Despite being married to my dad for nearly two decades, they’d been unable to have their own children until her brother and his wife made a proposition.

I was raised as an only child and didn’t learn the truth about my adoption — and my two older brothers in Greece — until 1999 when I was 25 years old.

Returning to Australia in late 1974 with their infant nephew (now son), Mum and Dad thought I was perfect.

That was until 1976 when I started to kick my own footballs and throw my own tennis balls and pick up crayons with my left hand.

Mum was horrified. In the Greek Orthodox Church, and in many other religions and cultures, left-handedness had been seen as a sign of evil, and even a symptom of neurological problems.

Why my left-handedness was hidden, even to me

Historically, left-handedness has been associated with immortality, demonic possession, witchcraftuncleanlinesscriminalityacademic and behavioural challenges, mental illness, and even shortened life span.

The origins of such beliefs are complex and vary between countries, religions, cultures and disciplines. Ultimately, they have no firm scientific reasoning.
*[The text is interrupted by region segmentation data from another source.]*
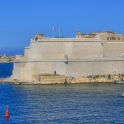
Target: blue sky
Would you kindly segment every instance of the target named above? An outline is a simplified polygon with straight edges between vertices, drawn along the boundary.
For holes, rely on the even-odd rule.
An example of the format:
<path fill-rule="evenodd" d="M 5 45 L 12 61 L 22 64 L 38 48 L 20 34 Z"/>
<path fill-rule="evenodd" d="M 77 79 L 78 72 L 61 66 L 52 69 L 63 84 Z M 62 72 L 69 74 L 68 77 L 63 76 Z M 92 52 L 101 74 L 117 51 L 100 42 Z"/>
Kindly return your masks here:
<path fill-rule="evenodd" d="M 0 55 L 23 54 L 34 34 L 75 37 L 112 30 L 124 34 L 124 0 L 0 0 Z"/>

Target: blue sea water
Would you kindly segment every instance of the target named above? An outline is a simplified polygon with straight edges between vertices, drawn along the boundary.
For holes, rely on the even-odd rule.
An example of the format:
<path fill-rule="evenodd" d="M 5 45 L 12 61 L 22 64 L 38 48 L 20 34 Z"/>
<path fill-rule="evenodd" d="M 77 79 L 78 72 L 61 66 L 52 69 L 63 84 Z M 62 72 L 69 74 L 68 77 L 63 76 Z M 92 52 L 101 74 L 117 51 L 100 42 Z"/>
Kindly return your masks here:
<path fill-rule="evenodd" d="M 3 66 L 9 76 L 12 66 Z M 122 92 L 114 83 L 0 84 L 0 124 L 124 124 Z"/>

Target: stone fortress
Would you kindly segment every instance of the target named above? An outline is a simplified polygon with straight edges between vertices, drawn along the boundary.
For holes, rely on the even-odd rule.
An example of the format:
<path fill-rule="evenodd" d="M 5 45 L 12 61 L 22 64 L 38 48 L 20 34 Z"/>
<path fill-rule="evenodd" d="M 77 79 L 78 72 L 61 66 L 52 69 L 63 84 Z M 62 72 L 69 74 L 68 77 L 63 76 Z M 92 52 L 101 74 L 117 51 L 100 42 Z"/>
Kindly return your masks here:
<path fill-rule="evenodd" d="M 76 33 L 76 38 L 36 34 L 16 55 L 12 78 L 43 83 L 43 75 L 65 77 L 124 74 L 124 35 L 112 31 Z"/>

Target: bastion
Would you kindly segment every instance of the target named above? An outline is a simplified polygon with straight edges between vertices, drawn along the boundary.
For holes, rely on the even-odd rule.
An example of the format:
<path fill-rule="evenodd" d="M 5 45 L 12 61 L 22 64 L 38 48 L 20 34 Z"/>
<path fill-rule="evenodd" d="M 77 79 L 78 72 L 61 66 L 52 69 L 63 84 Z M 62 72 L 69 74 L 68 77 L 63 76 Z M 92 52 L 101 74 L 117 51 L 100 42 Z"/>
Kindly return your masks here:
<path fill-rule="evenodd" d="M 75 38 L 36 34 L 24 55 L 16 55 L 11 78 L 43 84 L 47 82 L 43 75 L 49 74 L 58 75 L 60 83 L 91 75 L 124 74 L 124 35 L 112 31 L 78 31 Z M 56 83 L 56 79 L 52 77 L 51 82 Z"/>

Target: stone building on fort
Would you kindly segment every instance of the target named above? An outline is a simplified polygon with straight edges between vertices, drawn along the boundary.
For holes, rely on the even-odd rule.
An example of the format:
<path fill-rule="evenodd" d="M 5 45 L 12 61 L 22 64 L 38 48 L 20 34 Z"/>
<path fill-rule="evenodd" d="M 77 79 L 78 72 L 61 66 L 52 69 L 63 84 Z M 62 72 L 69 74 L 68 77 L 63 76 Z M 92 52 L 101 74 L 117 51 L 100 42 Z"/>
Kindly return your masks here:
<path fill-rule="evenodd" d="M 40 81 L 42 74 L 67 77 L 124 74 L 124 35 L 112 31 L 76 33 L 76 38 L 49 38 L 36 34 L 17 55 L 13 79 Z"/>

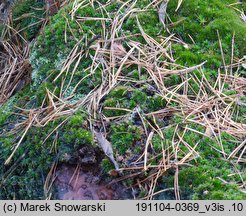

But back in the 1970s, the assumption that the left hand was in some way nefarious was strong and meant my mum would whack mine with a solid wooden ruler every time I went to write or draw.

Eventually, Mum told me that I switched and learnt to use my right.

Mum didn’t want me to be ‘evil’, but she also didn’t want me to smudge my handwriting or struggle with scissors.

Today, the only thing I do left handed is play guitar (well, air guitar in my case).

A welcome link to the past

While there is still stigma around left-handedness, happily, being a southpaw is now also praised. International Left-Handers Day celebrates the uniqueness and differences of left-handed individuals.

Some experts see it as a sign of creativity and mental deftness. And on the sporting field, being left handed can have significant competitive advantages.

We named our youngest son after his yiayia, my mum.

Seeing her grandson’s preference for his left, my mum, who is now 90, instantly recalled a long-buried memory. She said that my biological mum (her sister-in-law) in Greece had also been left handed.

She died in 1993 but suddenly, the influence of genetics felt even stronger.

Seeing my son preferentially using his left was like some kind of torchlight cutting through the darkness to reveal a beautiful remnant from the past.

For my son, I will celebrate his left-handedness.

I began by calling my brother in Greece and sharing the news about his youngest nephew.

Georgios got slightly emotional and said: “It’s like Mama has come back to life in some small way through your son.

“His name comes from your mum, but his hands and feet come from mine.”

Peter’s three sons, on a family movie night, holding their ice creams with their dominant hands.